What does fashion mean to you?
I think more often in my life, practicality takes the lead over the look. In my early days I would walk around in ridiculous high heels and feathers in my hair adding an extra foot onto my height. I would walk around in crazy bright pink petticoats and generally ridiculous clothes. But now I wake up in the morning, get dressed and that is how I would walk to the shop. Over the years, I feel like it’s just more and more about confidence; to be comfortable in my skin to wear simple clothes, to enjoy elegance and clean lines. I can’t seem to stop wearing black [chuckles]. I like really well-made, beautiful clothes. I also scruff around in jeans occasionally at home.
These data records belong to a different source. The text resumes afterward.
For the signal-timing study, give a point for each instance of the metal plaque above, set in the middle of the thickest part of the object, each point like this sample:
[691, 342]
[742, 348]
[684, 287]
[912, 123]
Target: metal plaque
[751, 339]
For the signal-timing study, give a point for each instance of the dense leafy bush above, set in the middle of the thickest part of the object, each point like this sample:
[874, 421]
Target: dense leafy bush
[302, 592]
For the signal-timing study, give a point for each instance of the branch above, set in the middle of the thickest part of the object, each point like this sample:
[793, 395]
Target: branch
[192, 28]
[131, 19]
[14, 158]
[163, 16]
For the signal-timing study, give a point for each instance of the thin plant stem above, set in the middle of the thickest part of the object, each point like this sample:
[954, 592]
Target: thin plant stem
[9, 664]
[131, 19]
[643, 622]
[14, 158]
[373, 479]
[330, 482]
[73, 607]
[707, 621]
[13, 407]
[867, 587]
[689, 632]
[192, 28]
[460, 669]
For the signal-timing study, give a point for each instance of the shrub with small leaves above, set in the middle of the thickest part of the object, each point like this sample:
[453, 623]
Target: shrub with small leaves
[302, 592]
I guess the more busy my life has got the less crazy my clothes seem to become. I got a set of clothing that I really love and I just put it on. My hair and my makeup are really simple and soft nowadays, I don’t want to speak out anymore. I don’t want to spend an hour to get ready -this is what I used to do- I just want to get up, get ready, put on some nice yet practical clothes, stylish, elegant that compliment the shape of my body and just get out of the house.

I don’t like wearing heels, as I don’t want to wear shoes that I can’t run in if I need to. I like walking very fast and running around town, jumping in and out of cabs, buses and tube, so I don’t like to wear heels. It’s funny to say, but in the last three years, I would never be seen dead wearing trainers, yet now I love my Converse. I think practicality has taken the lead, especially now that I have a child in my life. However, I love to dress up for an event or a video; I would become a hyper-version of my average me walking around town.

Well, you look great anyway. Today, for instance you had said you just woke up and yet your hair looks great, it’s a great cut!
I cut my hair myself. A couple of times I’ve been to a hairdresser but I’ve always been disappointed and I’d rather be annoyed with myself than with somebody else.

One last question, what are the main three principles that you live by?
Ah it’s a nice one. I think what goes in makes you, so what you eat, read, who you are with, where you go and things you do are you. And so, I try to eat and drink healthy, I try to keep fit, go for walks everyday. I like to be around nature; I live in a countryside. I used to live in a city and I love the city life but I realised how much I value being able to look out onto trees and go for a walk in the park. I think it is so important to get nature into your day every day. I don’t read the news; I don’t know if it’s a good or a bad thing, but the news is just so depressing. It’s not always helpful to feel the negativity that’s going around all the time. I’m actually quite out of touch with what goes on in the world, but obviously I hear the big things -good and bad. I am not the person who gets on the tube and reads the newspaper that’s on the seat. I’d rather just sit and contemplate and look at people, smile at people, think or write something down. I am not big into the mass media of news or other people’s lives. I now feel, like never before, how important family is. I used to spend a lot of time away from the family and not see them very often. But now I feel like I want to spend more time on my family, be there for them and I’ve made space for them in my life. So, yes, eat healthy, be healthy and value the beauty of the family that surrounds you.